And short-term cyber attacks are not the only concern. Kus also explained that, regardless of the perceived effort that has been made by Anthropic to prioritise safety in this instance, future efforts might not be so measured, ultimately shifting the balance of technological power towards threat actors.
“Anthropic has done a responsible thing. But this capability will be replicated by other developers within months. Not all of them will be able to do something like [pausing the release of] Mythos. And not all of them will make the same choices that Anthropic has made,” she added.
Fiona Phillips, head of law firm Marks and Clerk’s AI and cyber security legal advisory practice, mirrored Kus’ concerns as to whether other companies will act with “similar restraint”.
However, Phillips also drew attention to the here and now and the plan Anthropic has developed to keep the global cyber security apparatus one step ahead of threat actors – Project Glasswing.
Project Glasswing
Anthropic has described Project Glasswing an effort to use a preview version of Mythos to help “secure the world’s most critical software and to prepare the industry for the practices we all will need to adopt to keep ahead of cyber attackers”.
The initiative will see Anthropic grant early model access to researchers and major technology companies such as Google, Apple, Microsoft, Nvidia, Crowdstrike and Amazon, in an effort to pre-emptively patch security vulnerabilities before more machiavellian hands can gain access to the tool.
“The launch of Claude Mythos Preview to selected vendors is a game changer for the cyber industry,” said Phillips.

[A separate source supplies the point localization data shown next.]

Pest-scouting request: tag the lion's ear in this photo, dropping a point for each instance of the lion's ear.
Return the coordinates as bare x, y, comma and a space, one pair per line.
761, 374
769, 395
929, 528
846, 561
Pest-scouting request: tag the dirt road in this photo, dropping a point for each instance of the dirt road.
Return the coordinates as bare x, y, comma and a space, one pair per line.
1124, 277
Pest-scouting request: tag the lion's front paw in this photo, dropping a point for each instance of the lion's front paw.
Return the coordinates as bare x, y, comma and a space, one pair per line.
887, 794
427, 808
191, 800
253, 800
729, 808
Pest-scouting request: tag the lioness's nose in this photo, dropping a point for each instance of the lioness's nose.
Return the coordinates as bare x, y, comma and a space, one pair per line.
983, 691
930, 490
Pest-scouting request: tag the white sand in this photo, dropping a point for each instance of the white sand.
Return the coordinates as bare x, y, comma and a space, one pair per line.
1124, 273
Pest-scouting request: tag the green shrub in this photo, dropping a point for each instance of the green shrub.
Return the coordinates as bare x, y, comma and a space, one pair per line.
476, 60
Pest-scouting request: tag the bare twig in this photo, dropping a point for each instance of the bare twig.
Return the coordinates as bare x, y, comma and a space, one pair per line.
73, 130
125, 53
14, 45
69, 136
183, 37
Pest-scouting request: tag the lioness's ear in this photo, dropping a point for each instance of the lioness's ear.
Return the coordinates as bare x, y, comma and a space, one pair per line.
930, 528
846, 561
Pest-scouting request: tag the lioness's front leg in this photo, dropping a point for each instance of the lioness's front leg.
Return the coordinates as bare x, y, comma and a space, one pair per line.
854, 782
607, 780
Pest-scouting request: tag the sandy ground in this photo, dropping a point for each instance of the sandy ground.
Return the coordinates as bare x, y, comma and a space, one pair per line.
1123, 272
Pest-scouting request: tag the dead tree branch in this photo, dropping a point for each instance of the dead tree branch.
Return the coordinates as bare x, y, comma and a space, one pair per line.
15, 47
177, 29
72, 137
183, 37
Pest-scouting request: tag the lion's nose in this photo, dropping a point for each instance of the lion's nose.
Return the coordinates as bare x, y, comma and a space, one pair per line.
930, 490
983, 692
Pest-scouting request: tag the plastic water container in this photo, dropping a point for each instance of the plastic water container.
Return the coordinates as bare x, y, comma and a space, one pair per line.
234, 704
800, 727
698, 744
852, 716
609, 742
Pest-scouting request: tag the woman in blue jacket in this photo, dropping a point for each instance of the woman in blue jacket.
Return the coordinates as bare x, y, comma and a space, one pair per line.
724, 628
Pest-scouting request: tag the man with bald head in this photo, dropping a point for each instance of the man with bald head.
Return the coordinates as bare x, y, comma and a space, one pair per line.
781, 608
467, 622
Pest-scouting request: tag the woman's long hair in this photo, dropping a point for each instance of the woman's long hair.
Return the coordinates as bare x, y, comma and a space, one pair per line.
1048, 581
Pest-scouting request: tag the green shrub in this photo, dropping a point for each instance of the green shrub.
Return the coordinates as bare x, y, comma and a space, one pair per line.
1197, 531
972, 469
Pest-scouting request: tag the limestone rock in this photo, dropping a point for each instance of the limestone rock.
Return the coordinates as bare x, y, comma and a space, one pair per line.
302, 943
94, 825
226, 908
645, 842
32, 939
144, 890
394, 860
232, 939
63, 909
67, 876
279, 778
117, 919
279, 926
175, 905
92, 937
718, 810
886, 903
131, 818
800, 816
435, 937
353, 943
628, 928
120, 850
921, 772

“Especially for defenders, who will now face a surge in patching demands as the ongoing race between attackers and defenders intensifies in the effort to protect organisations from cyber crime.”
Project Glasswing represents a concerted effort to shore up the world’s digital estates, but the sheer acreage of those estates, and the level of interconnectedness they have developed from relying on a small number of technology providers, has introduced a new problem entirely.
Fletcher explained: “From an insurance perspective, the most interesting shift is toward correlation. The industry is generally built around the assumption that risks are at least partially independent. If AI accelerates exploit discovery or concentrates vulnerabilities across shared systems, you start to see losses cluster rather than diversify.
“That’s a much harder problem to price and manage. If multiple firms share the same software, vendors or models, AI turns one vulnerability into a portfolio-level event.”
Furthermore, Fletcher suggested that if cyber attack frequencies or severities are being “structurally altered” by AI, then historical risk data becomes a “weaker guide just as the stakes increase”.
And, to compound the problem, Jason Hart, managing director of proactive and global security services at CFC, told Insurance Times that the rapid uptake of AI in software development may have in fact left traditional security standards by the wayside.
As the internet matured, he explained, good cyber security experts evangelised that their firm’s ports – in essence, the entryways for their digital communications – were a key attack vector, and keeping their number low and their security high was of utmost importance.
With rapid AI-assisted development, he warned, that hygiene is being forgotten.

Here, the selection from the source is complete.